- Interactive map of the Castro of Castelo Velho area

General information
- Type: Castro
- Architectural style: Chalcolithic
- Location: Terena (São Pedro), Alandroal, Portugal
- Coordinates: 38°37′54″N 7°26′52″W﻿ / ﻿38.6316°N 7.4477°W
- Opened: Bronze Age
- Owner: Portuguese Republic

Technical details
- Material: Schist

= Castro of Castelo Velho =

The Castro of Castelo Velho (Castro de Castelo Velho) is a Chalcolithic settlement in the civil parish of Terena (São Pedro), municipality of Alandroal in the Alentejo Central area of the Portuguese Alentejo.

==History==
The first settlements date to the Chalcolithic. By the late Bronze Age the location had become a centre of intense metallurgical activities.
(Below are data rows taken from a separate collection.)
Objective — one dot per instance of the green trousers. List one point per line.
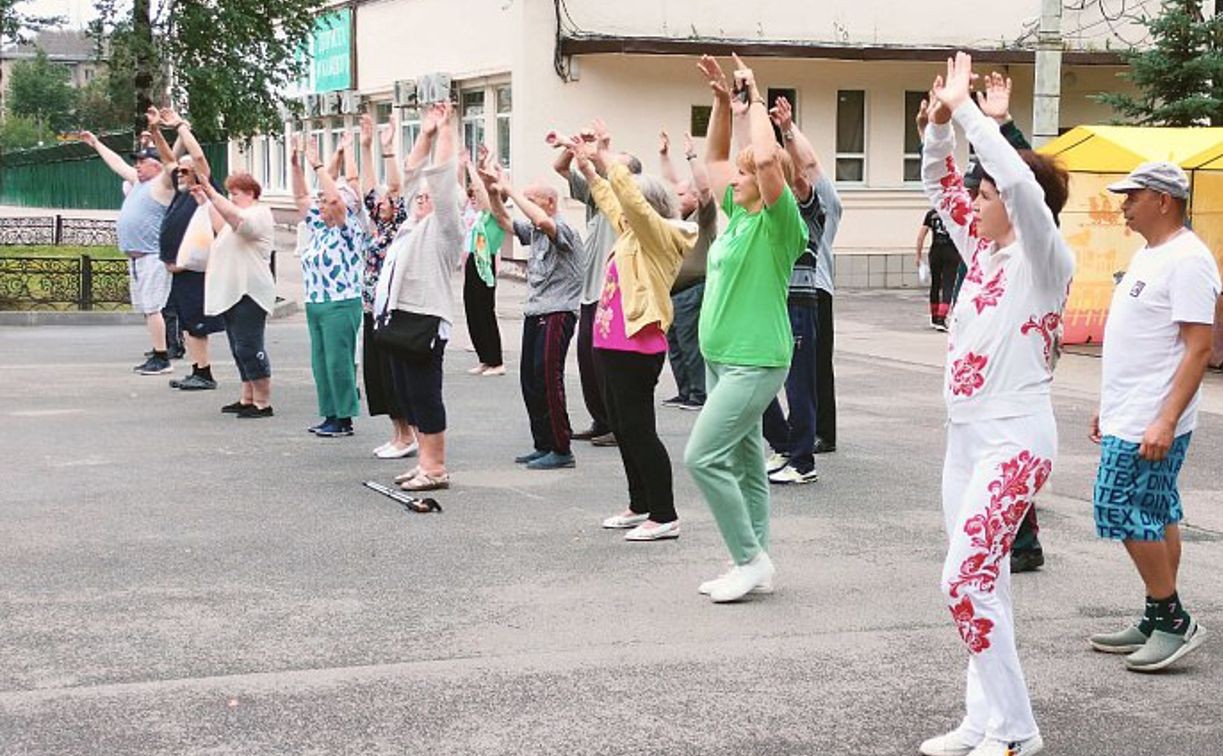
(333, 344)
(725, 453)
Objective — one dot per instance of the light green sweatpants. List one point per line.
(725, 453)
(333, 343)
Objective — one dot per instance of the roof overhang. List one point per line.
(602, 44)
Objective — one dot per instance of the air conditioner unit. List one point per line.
(311, 107)
(433, 88)
(405, 93)
(330, 103)
(350, 102)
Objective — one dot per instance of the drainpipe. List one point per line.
(1047, 91)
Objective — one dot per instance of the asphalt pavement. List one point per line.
(177, 581)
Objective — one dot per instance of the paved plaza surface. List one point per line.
(177, 581)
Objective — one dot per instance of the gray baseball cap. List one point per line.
(1161, 176)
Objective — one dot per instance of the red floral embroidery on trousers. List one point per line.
(966, 374)
(975, 630)
(1047, 327)
(992, 532)
(992, 291)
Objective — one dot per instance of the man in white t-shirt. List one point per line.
(1157, 344)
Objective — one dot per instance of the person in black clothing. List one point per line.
(182, 252)
(944, 259)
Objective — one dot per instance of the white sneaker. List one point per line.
(624, 521)
(952, 744)
(742, 579)
(788, 475)
(775, 461)
(654, 531)
(390, 452)
(1001, 748)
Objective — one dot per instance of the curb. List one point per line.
(53, 317)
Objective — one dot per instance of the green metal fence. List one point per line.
(72, 175)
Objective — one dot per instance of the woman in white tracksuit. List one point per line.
(1001, 433)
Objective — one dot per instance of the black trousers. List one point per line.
(826, 389)
(377, 373)
(592, 388)
(629, 381)
(480, 305)
(542, 374)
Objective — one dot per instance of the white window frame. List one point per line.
(866, 141)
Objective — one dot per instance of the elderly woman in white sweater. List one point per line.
(413, 306)
(1001, 436)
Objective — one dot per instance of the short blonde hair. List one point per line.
(746, 162)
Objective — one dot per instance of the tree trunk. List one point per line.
(146, 61)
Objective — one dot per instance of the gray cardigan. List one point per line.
(427, 253)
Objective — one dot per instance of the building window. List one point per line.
(472, 120)
(851, 136)
(504, 110)
(912, 140)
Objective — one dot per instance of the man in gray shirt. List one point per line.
(554, 290)
(599, 239)
(687, 292)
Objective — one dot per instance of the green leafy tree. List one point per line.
(21, 131)
(42, 91)
(231, 60)
(1180, 76)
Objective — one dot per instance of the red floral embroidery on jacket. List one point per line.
(1048, 329)
(975, 630)
(992, 291)
(966, 374)
(992, 532)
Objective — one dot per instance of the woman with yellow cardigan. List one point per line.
(630, 327)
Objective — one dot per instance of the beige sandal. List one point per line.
(423, 481)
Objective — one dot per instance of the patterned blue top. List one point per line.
(332, 264)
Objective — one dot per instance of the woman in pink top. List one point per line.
(630, 327)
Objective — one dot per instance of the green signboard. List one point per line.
(332, 65)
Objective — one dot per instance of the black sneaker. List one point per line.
(155, 366)
(1026, 560)
(335, 428)
(195, 382)
(253, 412)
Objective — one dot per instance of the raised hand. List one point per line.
(367, 130)
(782, 114)
(170, 119)
(956, 88)
(994, 100)
(714, 76)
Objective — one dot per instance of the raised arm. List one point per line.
(126, 171)
(394, 180)
(301, 192)
(665, 166)
(1020, 192)
(717, 144)
(368, 169)
(198, 160)
(768, 166)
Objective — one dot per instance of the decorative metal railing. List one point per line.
(62, 283)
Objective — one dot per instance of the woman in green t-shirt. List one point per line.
(745, 328)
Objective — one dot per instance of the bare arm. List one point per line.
(717, 148)
(301, 192)
(768, 166)
(125, 171)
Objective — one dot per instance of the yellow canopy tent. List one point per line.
(1092, 223)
During the Moorish period of settlement, the site was occupied by Muslim settlers.

During the 20th century (1990s), Manuel Calado held the first archeological excavations in the area to study the settlement.

==Architecture==
The old castle is situated in an isolated, rural area delimited by the Rio Lucefecit and smaller affluent, overlooking the territory of high hilltops and eastern flanks. Access to the site is only possible from the western edge. Implanted near a settlement is another settlement designated "Castelo Velho 2", with common characteristics, while 1500 m from the site is the Santuário de Endovélico em São Miguel da Mota.

The fortified settlement has an irregular plan, utilized and modified in different periods. Around its perimeter is a slope with visible vestiges of low walls. These defensive structures have distinct plans corresponding to different phases at the site. The vestiges of structures constructed in the irregular perimeter walls, with the larger structures located near the east and south. Along the northern flank, is a small, irregular gallery related to the probable mining or possible ritual space. The gallery is known as the Casa da Moura (House of the Female Moor), which could have a parallel with the ethnographic sanctuaries that existed in the region, such as in Pego da Moura or Pego da Rocha da Moura (properly attributed to similar enchanted Moors).

The defensibility of the settlement was secured by its location in an elevated position, protected by the river and its inclined eastern and western margins. In the west, is a narrow road that permits the unique access to the site. Close to this is the principal entrance to the settlement is a schist platform, where there are visible ceramics, foundry slag and remnants of structures that could correspond to an area of marginal habitation related to metallurgical activities.